3. Implementation Plan

Phase 1: Debug REST Endpoints (Task-Voice)

Add detailed logging to GeminiSttAdapter and GeminiTtsAdapter
Verify API request/response format against Gemini documentation
Test with curl to isolate Open WebUI vs backend issues
Fix identified issues (likely mime_type or response parsing)

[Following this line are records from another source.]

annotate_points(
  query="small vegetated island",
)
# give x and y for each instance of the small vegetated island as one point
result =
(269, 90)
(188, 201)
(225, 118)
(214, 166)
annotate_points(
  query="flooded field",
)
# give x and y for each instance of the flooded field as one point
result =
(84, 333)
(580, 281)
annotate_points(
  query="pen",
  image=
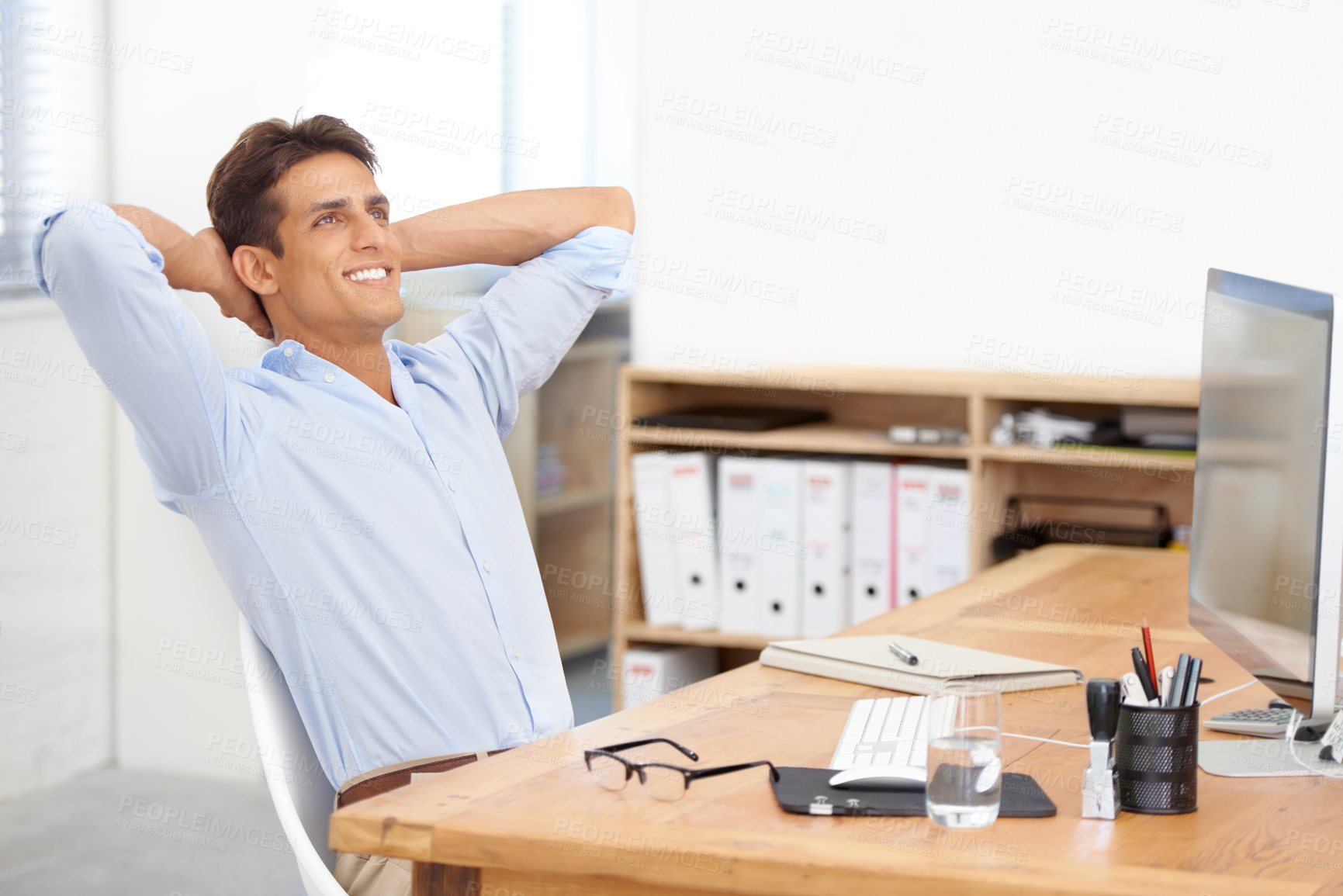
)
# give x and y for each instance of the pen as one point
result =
(1196, 666)
(1151, 660)
(1144, 676)
(1181, 681)
(904, 655)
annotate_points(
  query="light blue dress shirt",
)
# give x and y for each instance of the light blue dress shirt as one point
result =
(379, 551)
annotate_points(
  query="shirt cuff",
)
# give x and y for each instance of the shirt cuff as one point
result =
(82, 215)
(598, 255)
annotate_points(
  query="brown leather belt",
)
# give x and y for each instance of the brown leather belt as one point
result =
(400, 774)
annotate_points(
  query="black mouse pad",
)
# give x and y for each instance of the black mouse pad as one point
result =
(808, 791)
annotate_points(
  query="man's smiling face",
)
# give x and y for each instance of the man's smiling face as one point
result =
(341, 272)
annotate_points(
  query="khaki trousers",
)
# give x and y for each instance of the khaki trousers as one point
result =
(364, 875)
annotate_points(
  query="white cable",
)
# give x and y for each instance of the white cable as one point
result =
(1061, 743)
(1232, 690)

Phase 2: Configuration Alignment

Update docker-compose.local.yml with production model versions
Test STT/TTS with aligned configuration
Document working configuration in docs/operations/LOCAL_RUNTIME.md

Phase 3: Optional Gateway (Future)

Add voice-gateway service definition to docker-compose.local.yml
Use Docker Compose profiles for optional activation
Test WebSocket voice flow end-to-end

4. Consequences

Positive

Faster debugging cycle (REST is easier to test than WebSocket)
Reduced local resource usage (no extra container by default)
Parity with production configuration
Maintains ADR-0017 dual-mode strategy

Negative

Local won't have full voice-gateway features by default
Potential for configuration drift between local/prod

Mitigations

Document required environment variables clearly
Add health check endpoint for voice services
Consider future unification of voice backends

5. Technical Details

Files to Modify

analytics-platform/src/voice/adapters/gemini-stt.adapter.ts — Debug/fix transcription
analytics-platform/src/voice/adapters/gemini-tts.adapter.ts — Debug/fix synthesis
deploy/docker-compose.local.yml — Align model configuration
docs/operations/LOCAL_RUNTIME.md — Document voice setup

Debug Commands

# Test STT directly
curl -X POST http://localhost:3000/api/v1/audio/transcriptions \
  -H "Authorization: Bearer $OPENAI_API_KEY" \
  -F "file=@test.wav" \
  -F "model=whisper-1"

# Test TTS directly
curl -X POST http://localhost:3000/api/v1/audio/speech \
  -H "Authorization: Bearer $OPENAI_API_KEY" \
  -H "Content-Type: application/json" \
  -d '{"model":"tts-1","input":"Hello world","voice":"nova"}' \
  --output test.mp3

6. Implementation Status

Phase	Description	Status	Completed By	Date
Phase 1	Debug REST Endpoints (STT/TTS)	✅ DONE	ANT (Executor)	2026-01-23
Phase 2	Configuration Alignment	✅ DONE	ANT (Executor)	2026-01-23
Phase 3	Optional Gateway Integration	✅ DONE	ANT (Executor)	2026-01-23

Summary

All phases of ADR-0018 have been successfully implemented. The Voice Pipeline now works correctly in the local OrbStack environment with the hybrid architecture approach.

7. References

ADR-0017: CheckEye Adoption (Voice Gateway dual-mode strategy)
docs/architecture/VOICE_PLATFORM.md — Voice architecture overview
docs/agent_ops/OUTBOX/task_voice_debug_evidence.md — Debug evidence
Production config: deploy/cloud-run-combined.yaml

8. Approval

Status: Accepted — Approved by George (User) 2026-01-23

This ADR was created by Rovo (Architect) as part of Task-Voice debugging.